Children’s communication charity I CAN, in partnership with the Royal College of Speech and Language Therapists (RCSLT), has today launched an inquiry to inform ‘Bercow: Ten Years On.’
Evidence will be gathered from a range of practitioners, parents/carers and young people, as well as service managers and employers, and experts in the field.
The review, which will be chaired by the former Government communication champion for children Jean Gross, is due to be published in early 2018 – ten years after the Bercow Review into provision for children with language difficulties. It is being put together in response to figures that show an ‘alarming’ number of children are starting school with significant unidentified language difficulties, as well major overhauls to the education and health system.
According to findings from the Surrey Communication and Language in Education Study (SCALES), by University College London, approximately two children in every Year 1 class experience a ‘clinically significant’ language disorder that impacts learning. However, Department for Education data from the same year found that only three per cent of children in Year 1 were identified by schools as having speech, language and communication needs (SLCN).
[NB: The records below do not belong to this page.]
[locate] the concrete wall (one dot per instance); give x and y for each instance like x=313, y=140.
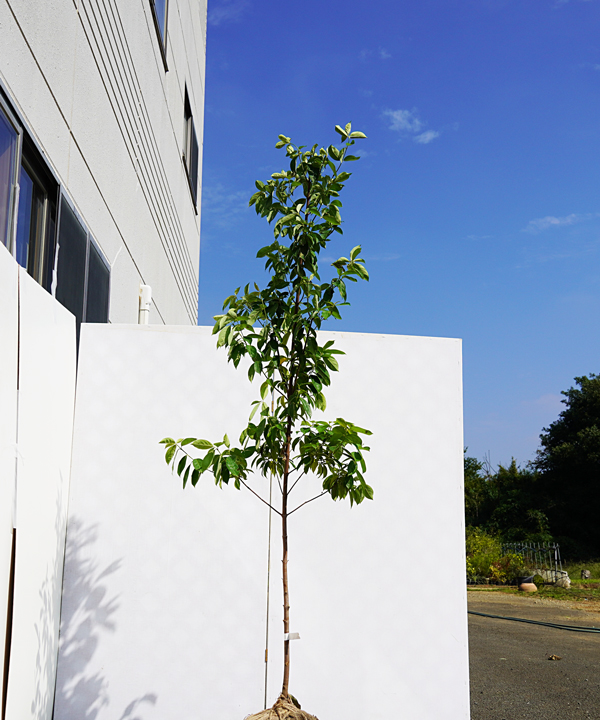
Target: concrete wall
x=165, y=590
x=88, y=80
x=37, y=424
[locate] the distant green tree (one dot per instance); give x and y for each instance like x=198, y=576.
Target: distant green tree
x=569, y=466
x=507, y=503
x=476, y=491
x=516, y=501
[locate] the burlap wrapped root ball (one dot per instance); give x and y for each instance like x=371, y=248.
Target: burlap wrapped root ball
x=284, y=709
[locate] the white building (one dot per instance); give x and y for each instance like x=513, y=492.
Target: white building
x=101, y=119
x=168, y=602
x=101, y=123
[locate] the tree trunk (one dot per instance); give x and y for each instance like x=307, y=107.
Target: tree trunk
x=286, y=598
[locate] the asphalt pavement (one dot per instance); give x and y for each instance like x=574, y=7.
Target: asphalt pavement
x=511, y=675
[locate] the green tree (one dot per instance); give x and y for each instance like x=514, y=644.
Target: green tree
x=508, y=502
x=569, y=464
x=476, y=491
x=275, y=329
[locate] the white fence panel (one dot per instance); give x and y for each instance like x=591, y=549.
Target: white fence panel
x=165, y=590
x=46, y=400
x=9, y=332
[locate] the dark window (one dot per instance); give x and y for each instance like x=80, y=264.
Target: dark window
x=96, y=305
x=9, y=153
x=190, y=148
x=70, y=265
x=159, y=12
x=72, y=261
x=36, y=218
x=83, y=276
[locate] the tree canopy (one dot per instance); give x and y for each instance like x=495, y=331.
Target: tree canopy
x=557, y=496
x=568, y=462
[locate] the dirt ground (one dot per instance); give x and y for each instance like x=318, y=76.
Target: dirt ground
x=511, y=675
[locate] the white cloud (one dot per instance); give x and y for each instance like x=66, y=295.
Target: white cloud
x=408, y=121
x=381, y=53
x=404, y=120
x=426, y=137
x=536, y=226
x=222, y=207
x=227, y=11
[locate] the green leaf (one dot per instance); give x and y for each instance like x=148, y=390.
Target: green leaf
x=202, y=444
x=232, y=465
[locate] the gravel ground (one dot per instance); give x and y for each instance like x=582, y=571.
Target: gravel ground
x=511, y=675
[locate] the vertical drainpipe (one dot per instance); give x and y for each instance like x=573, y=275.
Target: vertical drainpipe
x=145, y=300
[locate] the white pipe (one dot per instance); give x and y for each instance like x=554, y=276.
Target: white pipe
x=145, y=302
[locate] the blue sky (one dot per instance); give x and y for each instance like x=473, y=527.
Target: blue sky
x=476, y=199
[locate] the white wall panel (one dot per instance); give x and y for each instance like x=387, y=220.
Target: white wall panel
x=165, y=590
x=8, y=423
x=46, y=399
x=89, y=82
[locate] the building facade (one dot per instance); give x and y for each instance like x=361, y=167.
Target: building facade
x=101, y=120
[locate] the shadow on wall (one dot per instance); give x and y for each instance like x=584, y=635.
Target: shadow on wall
x=86, y=614
x=45, y=627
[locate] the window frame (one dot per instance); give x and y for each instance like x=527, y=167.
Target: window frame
x=90, y=241
x=13, y=210
x=32, y=159
x=161, y=42
x=189, y=135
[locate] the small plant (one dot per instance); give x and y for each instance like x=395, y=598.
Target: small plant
x=275, y=329
x=485, y=558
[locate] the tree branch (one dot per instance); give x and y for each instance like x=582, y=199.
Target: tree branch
x=259, y=497
x=316, y=497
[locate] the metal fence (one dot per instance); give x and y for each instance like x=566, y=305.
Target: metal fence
x=540, y=558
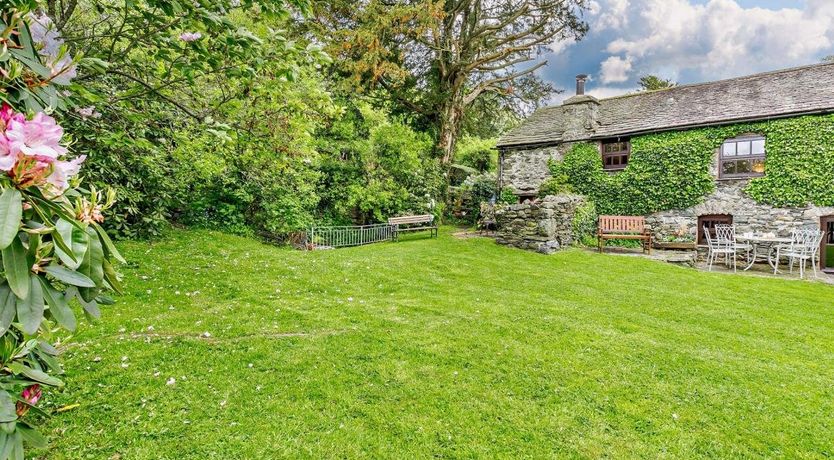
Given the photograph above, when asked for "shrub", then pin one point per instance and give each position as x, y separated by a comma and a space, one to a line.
476, 153
584, 224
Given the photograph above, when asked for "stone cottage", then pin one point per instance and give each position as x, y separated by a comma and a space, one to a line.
612, 124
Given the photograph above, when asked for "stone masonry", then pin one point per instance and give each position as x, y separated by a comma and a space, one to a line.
748, 215
525, 170
545, 225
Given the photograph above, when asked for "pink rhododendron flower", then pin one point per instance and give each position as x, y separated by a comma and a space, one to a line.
7, 160
50, 46
31, 395
63, 171
39, 137
7, 114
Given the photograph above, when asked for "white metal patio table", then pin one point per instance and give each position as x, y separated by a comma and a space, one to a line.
763, 248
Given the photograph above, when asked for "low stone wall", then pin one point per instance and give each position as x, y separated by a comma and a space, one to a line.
544, 226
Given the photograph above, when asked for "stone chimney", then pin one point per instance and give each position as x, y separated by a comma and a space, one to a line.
580, 84
580, 112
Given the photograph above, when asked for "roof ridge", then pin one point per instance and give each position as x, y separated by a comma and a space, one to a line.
704, 83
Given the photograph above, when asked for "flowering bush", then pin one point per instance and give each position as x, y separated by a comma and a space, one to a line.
53, 253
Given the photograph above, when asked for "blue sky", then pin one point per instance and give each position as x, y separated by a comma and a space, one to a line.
690, 41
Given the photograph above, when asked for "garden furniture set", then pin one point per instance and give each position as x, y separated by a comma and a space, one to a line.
802, 247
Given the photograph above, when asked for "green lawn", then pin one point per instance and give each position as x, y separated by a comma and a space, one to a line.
444, 348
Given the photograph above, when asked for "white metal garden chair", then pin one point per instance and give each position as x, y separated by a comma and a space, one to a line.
723, 244
804, 248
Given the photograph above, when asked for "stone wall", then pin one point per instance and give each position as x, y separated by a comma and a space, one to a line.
748, 215
545, 225
524, 171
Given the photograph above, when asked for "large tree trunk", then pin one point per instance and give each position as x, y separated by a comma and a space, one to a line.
451, 119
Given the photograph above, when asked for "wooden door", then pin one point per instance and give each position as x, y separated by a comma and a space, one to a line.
827, 250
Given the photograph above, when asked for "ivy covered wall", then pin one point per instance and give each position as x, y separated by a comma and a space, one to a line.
675, 170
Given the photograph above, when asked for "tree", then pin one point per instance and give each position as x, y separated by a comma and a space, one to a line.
437, 58
654, 83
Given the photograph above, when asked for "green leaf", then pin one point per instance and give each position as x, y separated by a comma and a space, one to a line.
7, 410
108, 243
74, 237
17, 268
58, 306
92, 265
70, 277
32, 436
91, 309
8, 303
30, 310
11, 211
36, 375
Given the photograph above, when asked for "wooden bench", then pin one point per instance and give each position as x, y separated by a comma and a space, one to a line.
413, 224
624, 228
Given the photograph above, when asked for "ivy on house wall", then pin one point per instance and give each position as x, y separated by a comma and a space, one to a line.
675, 170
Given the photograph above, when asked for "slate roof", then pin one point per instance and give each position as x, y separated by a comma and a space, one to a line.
789, 92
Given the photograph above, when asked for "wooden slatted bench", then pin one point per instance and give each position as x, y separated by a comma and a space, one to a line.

I CAN says that as a result, more than half of children with language disorders are being missed and ‘far too’ many children who struggle to talk, understand and communicate their thoughts are at risk of not receiving the crucial support they need.
The aim of the new review is to understand why children aren’t being identified and what can be done to ensure they can the help they need.
I CAN and RCSLT are inviting individuals and organisations to put forward written submissions sharing their experiences of the ‘reality’ of SLCN support and the impact of this for children and their families.
Ms Gross said, ‘ It’s shocking that almost ten years after John Bercow’s report so many children are not being identified in schools when good language and communication skills are so vital for learning.
‘We need to find out why. Is it because schools suspect there might be a problem, but struggle to get advice now that speech and language therapists and advisory teachers are thin on the ground? And what is happening to identify children before they start school? The Bercow: Ten Years On review will tell us, and help us understand what might need to change at both a local and national level to get children the help they need.’